Cavaluzzi’s meal cost about $10. Or as Cavaluzzi puts it: “Everything. It was everything. I was used to making $10 a month.”
He made that money as a librarian in prison, where wages start at 11 cents an hour. But those hard-earned dollars disappeared faster than he expected, and when he called Chase, he found out the reason was fees.
“It just seemed a little…” Cavaluzzi trails off. “It was sketchy.”
The fees on prison-issued debit cards were agreed to in a 2011 contract with a branch of the Department of the Treasury, which provided the schedule of fees below.
It costs 45 cents to check your balance at an ATM, $1.50 if your account is inactive for 90 days, $2 to withdraw money at a non-Chase ATM, and $7.50 to replace the card a second time within a year.
The absolute numbers aren’t radically high, but experts say even small penalties can be both more significant – and more insidious –for newly released prisoners, who tend to have less money and banking experience, and face many other barriers to reintegrating into society.
“It’s bus fare to a job, it’s a meal, it’s a room for a night,” says Karin Martin, an associate professor at the John Jay College of Criminal Justice in New York. She researches debt and fees in the criminal justice system.
“There’s this split mentality – on the one hand, we are saying we would like to re-integrate people, and on the other hand, we are having lots of policies that undermine their ability to reintegrate,” she says.
Still, contracting with private companies that charge inmates for their services is hardly exceptional.
“The Bureau of Prisons contracts out all kinds of goods and service type things,” says Jack Donson, who was a case manager in the federal prison system for more than two decades. “The institution has food vendors, vending machine vendors, halfway houses.”
In all of these cases, companies have a (literally) captive market, and prisoners frequently complain about being overcharged. Though there is no competition for the business of prison inmates, there is typically competition for the contracts – as there are for most such contracts with the federal government – for sound economic reasons.
“When it comes to products or service that are somewhat standard, easy to describe, where the deliverables are clear and reasonably measurable, then competitive bidding is by far the most efficient method of procurement,” says Steve Tadelis, a UC Berkeley associate professor of business and public policy who has studied government contracts.
A good example of this kind of standardized good or service is a pencil.
“If you’re a government agency and you want to procure pencils, well there are gazillion producers of pencils,” says Tadelis.
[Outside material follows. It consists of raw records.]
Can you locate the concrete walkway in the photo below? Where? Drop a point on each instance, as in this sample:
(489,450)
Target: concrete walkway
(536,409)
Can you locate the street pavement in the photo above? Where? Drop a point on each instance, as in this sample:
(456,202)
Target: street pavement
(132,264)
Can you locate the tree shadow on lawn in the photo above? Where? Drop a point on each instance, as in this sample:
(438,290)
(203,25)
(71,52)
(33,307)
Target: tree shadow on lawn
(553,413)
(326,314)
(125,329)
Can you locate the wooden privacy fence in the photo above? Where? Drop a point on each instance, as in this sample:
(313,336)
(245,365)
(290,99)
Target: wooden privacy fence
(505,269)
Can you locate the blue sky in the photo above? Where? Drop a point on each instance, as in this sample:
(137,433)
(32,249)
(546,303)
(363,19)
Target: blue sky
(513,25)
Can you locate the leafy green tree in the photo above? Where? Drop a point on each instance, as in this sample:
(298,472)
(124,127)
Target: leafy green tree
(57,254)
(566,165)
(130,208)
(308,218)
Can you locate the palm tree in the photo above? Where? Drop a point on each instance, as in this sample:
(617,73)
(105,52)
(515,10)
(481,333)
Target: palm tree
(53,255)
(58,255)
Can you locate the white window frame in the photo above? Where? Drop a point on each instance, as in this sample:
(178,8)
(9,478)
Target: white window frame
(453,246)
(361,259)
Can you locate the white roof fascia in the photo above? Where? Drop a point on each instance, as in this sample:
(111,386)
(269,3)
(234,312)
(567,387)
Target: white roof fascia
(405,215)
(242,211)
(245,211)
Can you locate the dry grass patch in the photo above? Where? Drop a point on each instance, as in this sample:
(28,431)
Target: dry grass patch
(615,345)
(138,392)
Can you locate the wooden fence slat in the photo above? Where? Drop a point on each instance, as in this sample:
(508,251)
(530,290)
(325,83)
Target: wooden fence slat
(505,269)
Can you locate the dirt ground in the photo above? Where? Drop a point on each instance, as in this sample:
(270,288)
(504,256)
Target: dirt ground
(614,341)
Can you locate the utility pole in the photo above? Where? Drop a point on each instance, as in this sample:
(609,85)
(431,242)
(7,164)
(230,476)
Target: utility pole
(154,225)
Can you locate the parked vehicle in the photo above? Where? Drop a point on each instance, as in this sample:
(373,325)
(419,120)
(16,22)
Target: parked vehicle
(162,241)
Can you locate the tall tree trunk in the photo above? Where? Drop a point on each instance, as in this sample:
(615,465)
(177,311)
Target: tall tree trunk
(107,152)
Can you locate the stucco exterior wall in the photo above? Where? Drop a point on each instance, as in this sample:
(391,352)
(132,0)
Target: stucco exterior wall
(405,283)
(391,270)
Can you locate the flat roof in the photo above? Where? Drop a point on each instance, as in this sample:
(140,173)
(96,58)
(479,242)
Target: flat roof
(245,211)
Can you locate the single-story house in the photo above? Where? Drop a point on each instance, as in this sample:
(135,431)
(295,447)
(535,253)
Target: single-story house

An open competitive bidding process asks all pencil producers to make an offer and allows that competition to drive down the pencil price.
But a Center for Public Integrity investigation found that the contract with JP Morgan Chase – as well as a contract between the Department of Treasury and the Bank of America for financial services inside of prisons –were not subject to an open, competitive bidding process.
“When I hear ‘no bid contract,’ forget prison environment, that does surprise me a little bit,” Donson says.
From an economist’s view, Tadelis says, it could make sense to skirt competitive bidding, but only if the goods or services are complicated, evolving or difficult to describe.
“From what I’ve read and heard about these issues with the bank accounts and debit cards, I think it’s pretty clear this looks a lot more like a pencil than a fighter jet or a complex IT system,” Tadelis says.
Treasury’s Office of the Inspector General is now investigating the contracts with JP Morgan Chase and the Bank of America and is expected to issue a report later this year.
Gregg Cavaluzzi now works at the Fortune Society, helping to find jobs for other newly released prisoners.
“Until these banks find a way to make money on the rehabilitation of people, and not the incarceration,” he warns, “this will continue.”